Il s’agirait donc d’abord d’assurer ses arrières vis-à-vis d’une éventuelle contagion de la contestation populaire ?
Oui, mais pas seulement. Un autre élément d’explication tient à l’épisode libyen : les Chinois, qui n’avaient pas mis leur veto à la résolution sur la Libye en mars 2011, ont eu le sentiment de s’être fait rouler. Ils pensaient avoir donné leur accord pour la paix, pas pour enclencher une guerre.
Ensuite, il ne faut pas oublier l’habitude chinoise de fonctionner en couple avec les Russes. Quand les Russes prennent les devants, ils se mettent dans la roue.
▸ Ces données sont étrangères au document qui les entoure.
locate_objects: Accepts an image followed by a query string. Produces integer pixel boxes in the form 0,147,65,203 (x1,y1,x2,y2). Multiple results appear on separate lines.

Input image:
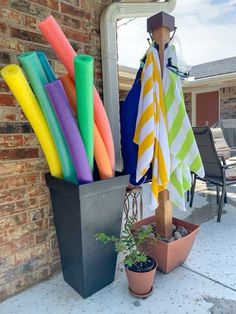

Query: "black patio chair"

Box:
189,126,236,222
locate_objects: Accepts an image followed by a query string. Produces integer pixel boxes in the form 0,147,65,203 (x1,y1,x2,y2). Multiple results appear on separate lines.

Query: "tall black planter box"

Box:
46,174,129,298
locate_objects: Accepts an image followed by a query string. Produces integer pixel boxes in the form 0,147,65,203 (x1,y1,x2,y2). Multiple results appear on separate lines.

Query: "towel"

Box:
134,46,170,209
163,43,204,210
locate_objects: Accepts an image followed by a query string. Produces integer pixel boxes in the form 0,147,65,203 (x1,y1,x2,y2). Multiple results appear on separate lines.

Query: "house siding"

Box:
0,0,111,300
220,86,236,119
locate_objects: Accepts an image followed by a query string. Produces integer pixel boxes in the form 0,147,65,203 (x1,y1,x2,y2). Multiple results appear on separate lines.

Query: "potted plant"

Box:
95,217,157,298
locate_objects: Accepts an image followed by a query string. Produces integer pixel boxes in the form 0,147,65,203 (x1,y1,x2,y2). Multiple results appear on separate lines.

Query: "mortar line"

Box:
180,265,236,292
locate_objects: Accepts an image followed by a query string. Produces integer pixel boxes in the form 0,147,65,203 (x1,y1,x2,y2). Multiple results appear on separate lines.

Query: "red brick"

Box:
0,161,25,175
23,134,39,146
39,194,51,207
50,260,61,274
61,14,83,30
0,22,8,34
35,229,56,243
0,187,27,204
8,219,48,240
0,213,28,229
22,15,38,30
48,217,55,228
10,234,36,253
0,93,18,106
0,8,21,24
0,230,8,245
28,208,48,222
0,244,11,258
0,134,24,148
31,0,59,11
0,78,9,92
25,159,48,172
0,198,37,216
63,27,91,44
0,38,24,52
0,107,18,122
0,169,40,190
12,243,50,266
61,2,84,18
10,0,51,18
0,148,39,160
0,122,33,134
11,27,46,44
50,238,58,250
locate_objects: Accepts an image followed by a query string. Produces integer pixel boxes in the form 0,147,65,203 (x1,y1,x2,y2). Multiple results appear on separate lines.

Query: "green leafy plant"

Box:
95,217,155,267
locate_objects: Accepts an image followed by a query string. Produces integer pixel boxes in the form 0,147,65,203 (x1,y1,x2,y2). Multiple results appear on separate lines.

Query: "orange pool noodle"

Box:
94,123,114,179
59,74,114,179
39,15,115,171
59,73,76,114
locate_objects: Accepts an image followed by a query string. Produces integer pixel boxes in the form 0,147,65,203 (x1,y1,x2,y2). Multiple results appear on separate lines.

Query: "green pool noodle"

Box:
74,54,94,171
36,51,57,83
19,52,78,183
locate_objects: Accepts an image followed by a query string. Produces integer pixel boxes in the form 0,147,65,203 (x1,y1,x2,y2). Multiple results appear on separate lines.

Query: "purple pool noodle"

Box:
45,80,93,183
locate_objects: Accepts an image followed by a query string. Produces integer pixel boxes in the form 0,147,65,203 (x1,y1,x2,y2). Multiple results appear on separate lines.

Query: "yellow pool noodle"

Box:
1,64,63,178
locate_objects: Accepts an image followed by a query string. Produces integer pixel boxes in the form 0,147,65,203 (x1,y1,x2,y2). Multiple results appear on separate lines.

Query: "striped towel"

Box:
134,46,170,209
163,44,204,209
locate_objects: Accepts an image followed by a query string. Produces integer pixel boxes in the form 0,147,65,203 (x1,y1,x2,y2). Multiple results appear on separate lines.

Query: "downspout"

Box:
100,0,176,171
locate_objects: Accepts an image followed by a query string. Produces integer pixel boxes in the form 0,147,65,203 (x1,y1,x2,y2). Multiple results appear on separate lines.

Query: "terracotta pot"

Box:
125,255,157,298
134,216,199,274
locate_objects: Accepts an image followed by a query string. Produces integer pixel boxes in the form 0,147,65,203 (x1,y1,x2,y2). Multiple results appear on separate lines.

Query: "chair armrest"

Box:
222,162,236,169
218,155,226,166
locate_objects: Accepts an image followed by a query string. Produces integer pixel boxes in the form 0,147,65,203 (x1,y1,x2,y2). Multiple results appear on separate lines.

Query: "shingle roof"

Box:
190,57,236,79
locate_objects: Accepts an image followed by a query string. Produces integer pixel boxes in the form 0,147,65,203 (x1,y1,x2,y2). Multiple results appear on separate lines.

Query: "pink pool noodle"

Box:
39,15,76,79
45,80,93,183
39,15,115,170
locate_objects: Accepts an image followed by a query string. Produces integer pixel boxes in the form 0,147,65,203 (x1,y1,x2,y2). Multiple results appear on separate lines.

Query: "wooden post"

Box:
147,12,175,238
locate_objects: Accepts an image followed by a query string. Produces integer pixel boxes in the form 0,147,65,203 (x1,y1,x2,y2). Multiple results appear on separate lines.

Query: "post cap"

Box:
147,11,175,33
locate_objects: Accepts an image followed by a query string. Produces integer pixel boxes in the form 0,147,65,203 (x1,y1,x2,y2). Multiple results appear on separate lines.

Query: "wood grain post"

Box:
147,12,175,238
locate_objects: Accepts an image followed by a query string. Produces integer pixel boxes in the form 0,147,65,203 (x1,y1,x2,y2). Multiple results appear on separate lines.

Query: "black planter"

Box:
46,174,129,298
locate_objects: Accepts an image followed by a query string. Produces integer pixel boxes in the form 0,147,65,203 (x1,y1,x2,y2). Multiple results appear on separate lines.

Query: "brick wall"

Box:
0,0,111,300
220,86,236,119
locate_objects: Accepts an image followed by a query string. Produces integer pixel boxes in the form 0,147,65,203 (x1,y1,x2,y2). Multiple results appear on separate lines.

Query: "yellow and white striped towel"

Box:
134,46,170,209
163,43,204,210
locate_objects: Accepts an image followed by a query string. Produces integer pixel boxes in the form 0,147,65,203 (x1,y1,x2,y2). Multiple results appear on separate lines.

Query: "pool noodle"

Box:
94,123,114,179
74,55,94,171
19,52,78,183
36,51,57,83
59,74,114,179
39,15,76,79
1,64,63,178
45,80,93,183
59,73,76,115
93,87,115,171
39,15,115,170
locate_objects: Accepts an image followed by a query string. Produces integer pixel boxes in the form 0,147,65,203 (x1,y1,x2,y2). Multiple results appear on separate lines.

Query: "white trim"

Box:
100,0,176,170
191,92,197,126
182,72,236,93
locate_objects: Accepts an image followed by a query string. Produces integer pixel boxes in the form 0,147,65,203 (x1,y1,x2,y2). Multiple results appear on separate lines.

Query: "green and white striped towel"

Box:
163,43,204,209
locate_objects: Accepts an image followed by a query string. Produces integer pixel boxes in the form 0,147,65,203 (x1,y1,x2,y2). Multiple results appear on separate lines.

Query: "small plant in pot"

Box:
95,217,157,298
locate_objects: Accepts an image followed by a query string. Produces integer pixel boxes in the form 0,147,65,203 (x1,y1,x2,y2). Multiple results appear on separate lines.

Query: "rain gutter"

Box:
100,0,176,171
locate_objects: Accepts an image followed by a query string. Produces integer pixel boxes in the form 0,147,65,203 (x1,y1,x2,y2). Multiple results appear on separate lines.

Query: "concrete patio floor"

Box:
0,184,236,314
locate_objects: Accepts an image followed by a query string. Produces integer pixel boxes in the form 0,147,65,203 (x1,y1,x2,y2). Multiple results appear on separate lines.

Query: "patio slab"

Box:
0,185,236,314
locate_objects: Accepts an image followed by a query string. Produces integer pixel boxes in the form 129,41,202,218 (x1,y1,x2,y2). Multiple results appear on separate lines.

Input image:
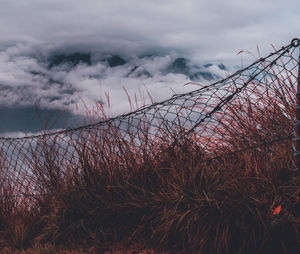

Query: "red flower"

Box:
272,205,281,215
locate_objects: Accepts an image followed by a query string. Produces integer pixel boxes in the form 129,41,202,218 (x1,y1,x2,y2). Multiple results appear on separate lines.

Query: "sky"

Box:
0,0,300,136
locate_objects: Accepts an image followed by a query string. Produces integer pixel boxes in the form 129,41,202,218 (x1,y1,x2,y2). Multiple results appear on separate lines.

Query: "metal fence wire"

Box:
0,39,300,204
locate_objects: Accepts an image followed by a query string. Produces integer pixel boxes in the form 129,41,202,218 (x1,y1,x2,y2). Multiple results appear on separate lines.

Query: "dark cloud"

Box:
0,0,300,137
0,0,300,61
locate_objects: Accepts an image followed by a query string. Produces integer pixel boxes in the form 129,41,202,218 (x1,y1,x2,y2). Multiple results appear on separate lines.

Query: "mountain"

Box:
45,52,227,81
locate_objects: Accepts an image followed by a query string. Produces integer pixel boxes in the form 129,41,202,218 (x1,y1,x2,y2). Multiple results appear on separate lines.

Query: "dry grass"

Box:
0,62,300,254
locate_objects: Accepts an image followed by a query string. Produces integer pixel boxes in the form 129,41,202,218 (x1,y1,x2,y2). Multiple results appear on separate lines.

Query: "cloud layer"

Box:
0,0,300,61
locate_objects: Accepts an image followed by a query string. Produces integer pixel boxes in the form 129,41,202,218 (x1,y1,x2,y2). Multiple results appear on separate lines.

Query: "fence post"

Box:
292,39,300,174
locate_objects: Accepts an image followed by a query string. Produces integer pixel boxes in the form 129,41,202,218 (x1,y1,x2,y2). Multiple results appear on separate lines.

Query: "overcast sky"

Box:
0,0,300,136
0,0,300,62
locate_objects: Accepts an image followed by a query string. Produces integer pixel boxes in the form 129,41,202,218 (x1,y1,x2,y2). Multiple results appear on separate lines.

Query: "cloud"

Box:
0,0,300,61
0,0,300,135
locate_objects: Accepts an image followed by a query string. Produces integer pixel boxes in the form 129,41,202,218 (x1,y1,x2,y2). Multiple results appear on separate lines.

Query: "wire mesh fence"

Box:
0,40,299,206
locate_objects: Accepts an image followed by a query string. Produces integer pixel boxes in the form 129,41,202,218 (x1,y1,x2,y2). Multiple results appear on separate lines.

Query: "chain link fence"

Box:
0,39,299,206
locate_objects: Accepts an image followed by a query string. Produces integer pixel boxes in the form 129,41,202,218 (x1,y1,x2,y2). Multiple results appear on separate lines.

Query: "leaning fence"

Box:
0,39,300,204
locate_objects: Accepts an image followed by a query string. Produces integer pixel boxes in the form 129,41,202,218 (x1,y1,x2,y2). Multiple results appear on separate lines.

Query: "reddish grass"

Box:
0,61,300,254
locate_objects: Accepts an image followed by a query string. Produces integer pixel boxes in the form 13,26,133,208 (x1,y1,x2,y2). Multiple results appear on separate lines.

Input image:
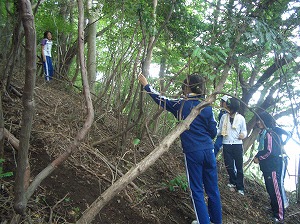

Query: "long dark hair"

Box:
44,31,52,38
226,98,240,114
258,111,276,128
182,73,206,97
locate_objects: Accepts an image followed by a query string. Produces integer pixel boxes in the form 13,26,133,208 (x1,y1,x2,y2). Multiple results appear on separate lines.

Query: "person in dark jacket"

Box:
254,112,284,223
139,74,222,224
214,95,229,156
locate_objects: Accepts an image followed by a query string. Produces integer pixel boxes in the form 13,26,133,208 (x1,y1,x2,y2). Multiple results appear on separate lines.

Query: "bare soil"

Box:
0,77,300,224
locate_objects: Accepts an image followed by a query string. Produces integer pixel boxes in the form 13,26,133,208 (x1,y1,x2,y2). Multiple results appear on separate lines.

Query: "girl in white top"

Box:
41,31,53,81
218,98,247,195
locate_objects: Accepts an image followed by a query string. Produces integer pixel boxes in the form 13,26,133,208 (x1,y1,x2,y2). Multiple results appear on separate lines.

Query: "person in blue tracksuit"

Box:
139,74,222,224
254,112,284,223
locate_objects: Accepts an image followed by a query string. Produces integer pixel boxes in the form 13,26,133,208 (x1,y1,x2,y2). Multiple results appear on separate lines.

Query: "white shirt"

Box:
42,38,52,57
218,113,247,144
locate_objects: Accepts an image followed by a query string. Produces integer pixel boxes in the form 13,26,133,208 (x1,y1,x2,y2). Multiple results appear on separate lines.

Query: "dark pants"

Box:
184,149,222,224
223,144,244,190
43,56,54,81
214,135,223,156
263,170,284,220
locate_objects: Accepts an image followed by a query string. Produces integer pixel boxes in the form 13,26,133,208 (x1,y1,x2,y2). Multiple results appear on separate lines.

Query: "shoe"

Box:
227,184,235,188
238,190,245,195
273,217,284,224
284,201,289,209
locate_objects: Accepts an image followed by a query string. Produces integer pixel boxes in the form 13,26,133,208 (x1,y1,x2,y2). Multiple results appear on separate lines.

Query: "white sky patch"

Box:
149,63,160,78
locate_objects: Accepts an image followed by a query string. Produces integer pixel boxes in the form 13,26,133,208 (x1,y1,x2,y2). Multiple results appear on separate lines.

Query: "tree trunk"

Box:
87,0,98,93
14,0,36,215
76,95,215,224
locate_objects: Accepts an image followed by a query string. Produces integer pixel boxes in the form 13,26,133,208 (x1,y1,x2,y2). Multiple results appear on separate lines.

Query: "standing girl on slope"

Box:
218,98,247,195
41,31,53,81
139,74,222,224
254,112,284,223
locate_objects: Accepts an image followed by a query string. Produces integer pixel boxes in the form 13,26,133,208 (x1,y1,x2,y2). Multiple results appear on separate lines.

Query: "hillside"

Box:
0,77,300,224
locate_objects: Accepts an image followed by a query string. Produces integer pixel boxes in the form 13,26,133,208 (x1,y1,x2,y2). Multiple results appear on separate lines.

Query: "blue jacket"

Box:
144,84,217,153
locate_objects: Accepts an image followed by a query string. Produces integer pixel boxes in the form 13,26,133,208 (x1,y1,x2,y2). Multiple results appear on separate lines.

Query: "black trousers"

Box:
223,144,244,190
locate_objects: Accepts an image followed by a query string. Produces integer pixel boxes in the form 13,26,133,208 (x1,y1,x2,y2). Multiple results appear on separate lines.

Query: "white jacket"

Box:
217,113,247,144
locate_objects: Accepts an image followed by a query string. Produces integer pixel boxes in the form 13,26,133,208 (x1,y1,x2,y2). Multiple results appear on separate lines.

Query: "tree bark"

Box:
87,0,98,93
76,95,215,224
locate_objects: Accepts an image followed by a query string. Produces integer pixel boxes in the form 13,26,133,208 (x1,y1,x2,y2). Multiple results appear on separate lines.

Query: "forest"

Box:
0,0,300,224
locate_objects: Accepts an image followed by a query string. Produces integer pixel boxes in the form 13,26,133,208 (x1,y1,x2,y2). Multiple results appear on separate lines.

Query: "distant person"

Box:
214,95,228,156
254,112,284,223
218,98,247,195
139,74,222,224
41,31,53,81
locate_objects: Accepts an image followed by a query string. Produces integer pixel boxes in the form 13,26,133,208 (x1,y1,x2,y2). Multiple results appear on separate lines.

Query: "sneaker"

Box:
273,217,283,224
227,184,235,188
238,190,245,195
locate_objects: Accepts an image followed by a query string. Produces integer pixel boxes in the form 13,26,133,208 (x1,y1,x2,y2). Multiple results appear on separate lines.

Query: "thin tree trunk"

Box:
76,95,215,224
13,0,94,214
87,0,98,93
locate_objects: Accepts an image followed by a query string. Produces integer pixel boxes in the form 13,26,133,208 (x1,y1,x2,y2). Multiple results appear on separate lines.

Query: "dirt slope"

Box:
0,77,300,224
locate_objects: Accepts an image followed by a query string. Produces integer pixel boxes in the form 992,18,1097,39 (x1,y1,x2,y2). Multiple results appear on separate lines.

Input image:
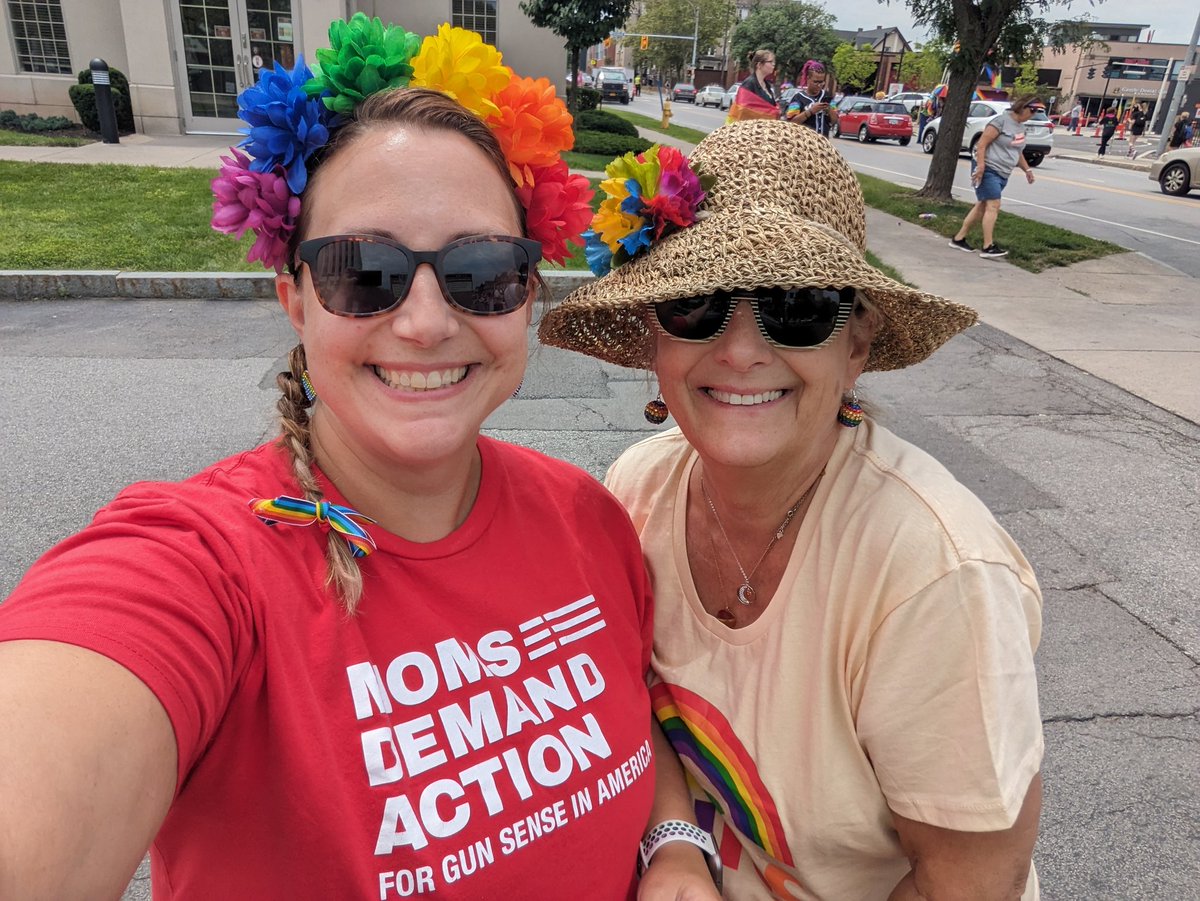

Par ailleurs, ils estiment qu’on ne se débarrasse pas comme ça d’un dictateur. Enfin, ils n’ont pas d’hostilité particulière à l’encontre des alaouites [communauté proche du chiisme dont est issu Bachar al-Assad, ndlr].
Tous ces facteurs s’additionnent. Le but étant d’engranger un maximum de gain pour un minimum d’engagement.
Quel est le gain, ici ? Et le coût ?
Le gain, pour eux, c’est de montrer qu’ils sont dans le coup. La Chine ne pèse pas grand chose au Moyen-Orient, même s’il y a des Chinois au Liban, en Israël… Là, ils montrent qu’ils comptent. Ce n’est pas rien. Quant au coût, être le coprotecteur de la Syrie ne leur coûte pas cher. Le veto est critiqué sur les microblogs, mais comme les Chinois sont globalement peu informés sur la Syrie, le gouvernement peut contrer la critique en disant que la Syrie est une question complexe. Surtout, ce sont les Russes qui paient. Aussi longtemps que les Russes prendront le vent, les Chinois suivront, dès que les Russes arrêteront, ils cèderont.